I don’t like you hanging out with blondie, either. Silence came to the line. “I’m sorry.” The line went quiet again. She tried to think of something to say. So tell me about the doctor’s daughter and her thing for you. She spit the words off her tongue and went with something else. Something that didn’t sound so jealous. “So do you see all the patients who come in? Even the animals?”
“Yeah,” he said, as if knowing she’d taken a conversational U-turn.
“Do you enjoy it?” she asked. Enjoy being around the doctor’s daughter?
“Yeah. Dr. Whitman suggested I go to veterinarian school if I want to practice medicine for supernaturals. He said the few supernatural doctors he knows who went through regular medical school have a lot more trouble. And he said I could work for him while going to school. Besides, I like animals.”

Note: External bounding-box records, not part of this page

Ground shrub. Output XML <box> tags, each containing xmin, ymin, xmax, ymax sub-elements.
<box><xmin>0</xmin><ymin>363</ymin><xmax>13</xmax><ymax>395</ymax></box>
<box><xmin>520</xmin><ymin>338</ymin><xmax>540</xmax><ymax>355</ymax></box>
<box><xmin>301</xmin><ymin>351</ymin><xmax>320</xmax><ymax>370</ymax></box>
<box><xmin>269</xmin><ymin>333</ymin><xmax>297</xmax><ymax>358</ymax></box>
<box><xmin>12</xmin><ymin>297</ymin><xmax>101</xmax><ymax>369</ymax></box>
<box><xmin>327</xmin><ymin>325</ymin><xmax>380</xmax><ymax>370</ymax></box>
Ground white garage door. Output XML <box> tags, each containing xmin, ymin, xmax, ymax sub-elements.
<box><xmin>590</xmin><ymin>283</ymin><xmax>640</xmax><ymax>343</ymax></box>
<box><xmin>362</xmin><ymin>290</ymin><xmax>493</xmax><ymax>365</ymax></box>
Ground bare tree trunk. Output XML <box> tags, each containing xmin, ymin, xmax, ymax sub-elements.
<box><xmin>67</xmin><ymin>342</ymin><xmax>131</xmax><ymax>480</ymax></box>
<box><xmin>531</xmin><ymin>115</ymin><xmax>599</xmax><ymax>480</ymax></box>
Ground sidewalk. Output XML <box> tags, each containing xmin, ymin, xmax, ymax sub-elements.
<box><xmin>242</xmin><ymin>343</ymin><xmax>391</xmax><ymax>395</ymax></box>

She couldn’t help but wonder if the good doctor had his sights set on Steve for a son-in-law. “You don’t have to work as a vet. Supernatural doctors work at regular hospitals. I know because when I was turned I ran into a nurse and doctor.”
“Yeah, but how often do you think supernaturals come in to the emergency room? Which means I’d mostly be working on humans. I could open my own practice, but then it gets messy with insurance and all the regulations. Jessie said Dr. Whitman and his partner were talking about bringing in another partner in a few years, so when I graduate I wouldn’t even have to set up a clinic and find clients.”
“Who’s Jessie?” she asked, but she was afraid she already knew.
“Dr. Whitman’s daughter. I think you met her. The one with the big smile.”
Big smile? “I see,” Della said.
And she did see. Blond and big-smiling Jessie had her life all planned out. And Steve was part of it.
The question was if Della was ready to become the hiccup in the girl’s plans. Or better put, was Della ready to put her heart on the chopping block?
An hour later, almost four in the afternoon, Holiday’s “get some sleep” command was yet to be obeyed. However, not for lack of trying.